This is a small Deep Learning experiment I'm working on right now. I want to use this readme to document my progress.
I'm trying to build an app that takes a webcam image, extracts the eye from the face and maps it to the x/y coordinates location of where the user is looking.
Files can be found inside experiment_1/
I want to see if this problem is learnable, i.e. if I can use the power of Neural Networks to get to a working solution. I just want to see what happens if I feed a few hundreds images to a rather simple net. If the loss is decreasing, it's a good start. So I reduce my problem to only predicting the x-coordinate from one image of the eye only (I want to use both eyes down the line if things look promising, but it requires a slightly more complex network).
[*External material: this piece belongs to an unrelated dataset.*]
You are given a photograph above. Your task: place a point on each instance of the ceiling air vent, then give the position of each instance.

So I've created a small network with PyTorch and collected 3000 images using cv2.CascadeClassifiers
. Every time an image was taken with my webcam, I was looking at my cursor and saved its x-coordinate pixel location using pyautogui
(see experiment_1/collect_data.py). I then made a small script to get the image path and its corresponding coordinate in a .csv file (see experiment_1/create_data_csv.py). This is to help PyTorch create a Dataset
easily.
There's both the left and right eye in this dataset, and it was quite hard to get cv2 to collect only one eye. So in the end I opted to keep both.
I trained my nework locally and the RMSE loss went from +- 900px down to +- 500px. So every time the network makes a prediction, it is off by +- 500px, which isn't great BUT because the network is learning it seems promising.
This motivated me to work more on this project and improve its accuracy.
Files can be found inside experiment_2/
I decided that the first step to improve my model would be to collect not only more data, but better quality data as well. Looking at the data I used initially, there's a ton of noise: I'm getting a much bigger part of my face instead of just my eye.
So I looked up for a better "eye extraction" method, and I found the amazing face_recognition
library. It uses dlib
's deep learning models under the hood, and they are insanely accurate at doing all sorts of tasks related to face detection. I created another script that also recorded my webcam + position of the cursor, and collected around 1000 images (see experiment_2/collect_data.py).
That's much better. I retrained my network with high hopes and... it converged to an RMSE of around 500px. So I thought that the problem might come from the model itself. In his Recipe for Training Neural Networks, Andrej Karpathy gives a few heuristics for training neural nets. One of them is performing a small "overfit check", i.e. letting the model overfit on a small sample of the training data, and checking if the loss goes near 0. If it doesn't, then there's a problem with the model.
So I tried on a sample of 10 images (see experiment_2/overfit_dataset.csv), and the network didn't overfit. I looked into my code and after (a ton of) research, it turned out that I had forgotten to normalize my targets. So my network was trying to predict values... in the [0, 1600]
range! I normalized my targets and my network was finally overfitting.
- use tensorboard
- create a way to launch experiments with various parameters (epochs, lr, batchsize, etc.) using some kind of config master script
- Retrain on the 1000 images and (normalized) targets and see where this goes.
- Collect (way) more data & do data augmentation
- Build network that accepts two images (left and right eye) and the x,y coordinate of the head w.r.t the screen.
- Create multi-ouput regression model (at the moment it only predicts the x-location).
- Do hyperparameters search with
wandb
. - (maybe, if things don't work) Turn this into a classification problem, where I predict a part of the screen instead of exact coordinates.